My dad was in Nagasaki In late September 1945 as part of UDT 11 surveying the harbor in preparation for the US occupation. He said the stench from the dead bodies made several team members sick.
The first British A-bomb test had the bomb located in the hold of a ship, below the waterline. The British were concerned about the possibility of a bomb being smuggled into a British port and detonated, so they tested it that way.
The fallout was apparently severe:
Two Dragonfly helicopters flew in to gather a sample of contaminated seawater from the lagoon. Scientists in gas masks and protective gear visited points in pinnaces to collect samples and retrieve recordings. Tracker controlled this aspect, as it had the decontamination facilities. Air samples were collected by RAAF Avro Lincoln aircraft. Although the feared tidal surge had not occurred, radioactive contamination of the islands was widespread and severe. It was clear that had an atomic bomb exploded in a British port, it would have been a catastrophe worse than the bombing of Hiroshima and Nagasaki.[92][101] The fallout cloud rose to 3,000 metres (10,000 ft) and was blown out to sea, as intended; but later reversed direction and blew over the Australian mainland.
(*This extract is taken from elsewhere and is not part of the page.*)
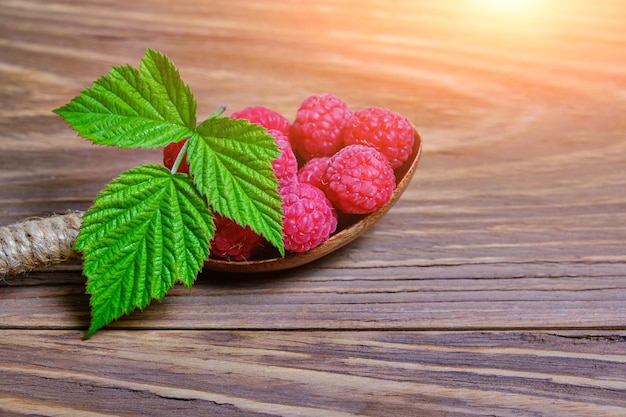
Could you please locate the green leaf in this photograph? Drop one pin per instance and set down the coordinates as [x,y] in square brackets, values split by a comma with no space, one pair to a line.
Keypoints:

Very low levels of radioactivity were detected as far away as Brisbane.[102]
The photo of the bomb blast showed a “cauliflower cloud” instead of a mushroom cloud, because of all the mud mixed up from the ocean floor.
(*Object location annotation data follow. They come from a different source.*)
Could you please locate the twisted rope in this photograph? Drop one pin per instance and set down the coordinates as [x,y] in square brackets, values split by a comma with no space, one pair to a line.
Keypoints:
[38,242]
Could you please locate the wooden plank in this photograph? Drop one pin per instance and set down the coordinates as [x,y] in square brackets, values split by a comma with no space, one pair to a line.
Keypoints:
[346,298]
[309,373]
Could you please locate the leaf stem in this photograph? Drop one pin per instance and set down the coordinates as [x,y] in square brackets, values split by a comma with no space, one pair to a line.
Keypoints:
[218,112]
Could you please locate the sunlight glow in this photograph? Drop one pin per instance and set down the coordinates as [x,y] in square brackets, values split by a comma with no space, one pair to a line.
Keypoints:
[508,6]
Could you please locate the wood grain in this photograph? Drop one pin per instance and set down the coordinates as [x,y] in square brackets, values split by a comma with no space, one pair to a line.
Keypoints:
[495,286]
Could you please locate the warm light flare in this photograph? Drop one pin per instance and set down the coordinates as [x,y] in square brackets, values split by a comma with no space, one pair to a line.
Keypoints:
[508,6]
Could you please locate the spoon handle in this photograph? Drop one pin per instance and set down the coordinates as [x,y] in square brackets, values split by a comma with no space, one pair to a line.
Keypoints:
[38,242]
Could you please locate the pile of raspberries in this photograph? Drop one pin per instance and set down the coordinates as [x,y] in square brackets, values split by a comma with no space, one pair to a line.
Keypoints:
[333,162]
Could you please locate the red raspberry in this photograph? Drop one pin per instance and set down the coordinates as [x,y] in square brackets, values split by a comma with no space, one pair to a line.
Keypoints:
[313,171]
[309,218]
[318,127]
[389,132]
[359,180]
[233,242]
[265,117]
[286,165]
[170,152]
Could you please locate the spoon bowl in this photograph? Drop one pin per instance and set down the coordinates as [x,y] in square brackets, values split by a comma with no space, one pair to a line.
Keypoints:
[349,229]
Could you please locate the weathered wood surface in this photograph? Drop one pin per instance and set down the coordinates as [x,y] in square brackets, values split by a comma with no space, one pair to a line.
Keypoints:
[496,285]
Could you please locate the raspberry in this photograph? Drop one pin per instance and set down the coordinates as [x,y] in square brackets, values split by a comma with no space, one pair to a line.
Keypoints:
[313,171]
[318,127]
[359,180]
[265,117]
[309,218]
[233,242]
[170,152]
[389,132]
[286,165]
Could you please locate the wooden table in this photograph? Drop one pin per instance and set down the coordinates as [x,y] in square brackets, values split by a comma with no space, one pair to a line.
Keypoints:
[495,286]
(The Brits apparently originally planned to do their tests at Churchill Manitoba, but chose Australia instead for the better climate. Lucky Aussies!)
Yeah, I remember reading that the Sedan test in 1962 had significant fallout in Iowa of all places, considering that the test was at the National Test Site in southern Nevada.
It also left a crater that is 100 meters deep and about 390 in diameter.